Young activists challenge Kellogg’s over ‘misleading’ health claims

Kellogg’s has been challenged by young activists over “misleading” health claims.

As a result, these campaigners delivered a years supply of mud replicating the FMCG giants fake ‘health’ product “Müd” to its factory gates in Manchester.

Made entirely from mud but branded as high in fibre, a great source of minerals and low in fat, the bars were created to call out “manipulative marketing tactics” used by big food brands.

Titled ‘Bite Back 2030’, the new campaign is calling on Kellogg’s and the industry to be more transparent with consumers and to stop putting health claims on high fat, salt, and sugar products (HFSS).

The campaign is also demanding companies like Kellogg’s, Müller and Coca-Cola to not hide what’s inside their products, and are calling for a change in the law from the Secretary of State for Health, Rt Hon Sajid Javid MP.

The stunt builds on Bite Back 2030’s research, which showed over half of teens buy products based on their health claims, whilst 57% of products labelled with health and nutrition claims are too high in salt, saturated fat, or sugar.
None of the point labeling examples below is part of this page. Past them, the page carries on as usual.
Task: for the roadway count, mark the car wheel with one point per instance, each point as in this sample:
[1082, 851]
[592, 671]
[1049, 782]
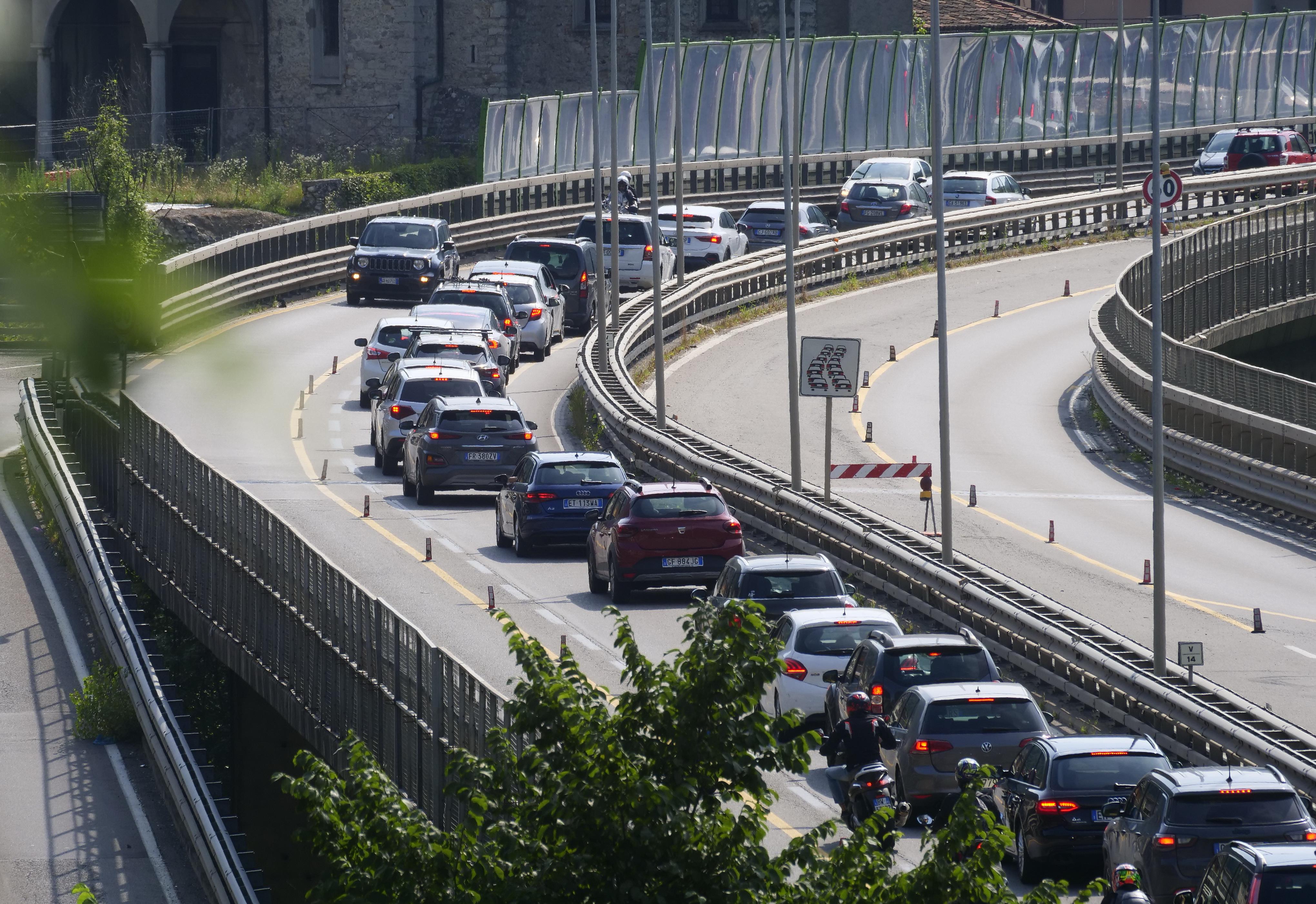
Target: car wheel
[1028, 872]
[522, 545]
[620, 590]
Arriving with wheelbarrows full of ‘müd’ (pronounced ‘mood’), their new, fake and mud filled snack bar, the campaigners are calling on Kellogg’s and other brands to step up with clear and honest packaging.

READ MORE: Kellogg’s reveals plans to split into three separate food businesses 

“It was ridiculously easy to copy big-brand tactics and develop a product that, based on health claims alone, people would want to buy,” Bite Back 2030 campaigner, Barakat Omomayowa said.

“It might seem wacky, but these are the marketing tactics that young people are up against every day. We don’t get told the whole truth when it comes to the food we eat, and we’re fed up with it.

The action comes in the wake of the government’s new food strategy, widely criticised for rejecting proposals for a new salt and sugar tax, and the failure of the government to tighten restrictions on the marketing and advertising of junk food.

Becky Odoi, who took part in the stunt, said: “This might give people a laugh, but we’re serious. The food system is rigged against our health and whilst it should be easy to eat healthily, it isn’t.

“Right now, the health of one in three 11-year-olds is at risk from the food they eat, so we need the Health Secretary to step in and introduce clear, mandatory labelling policies that protect our health.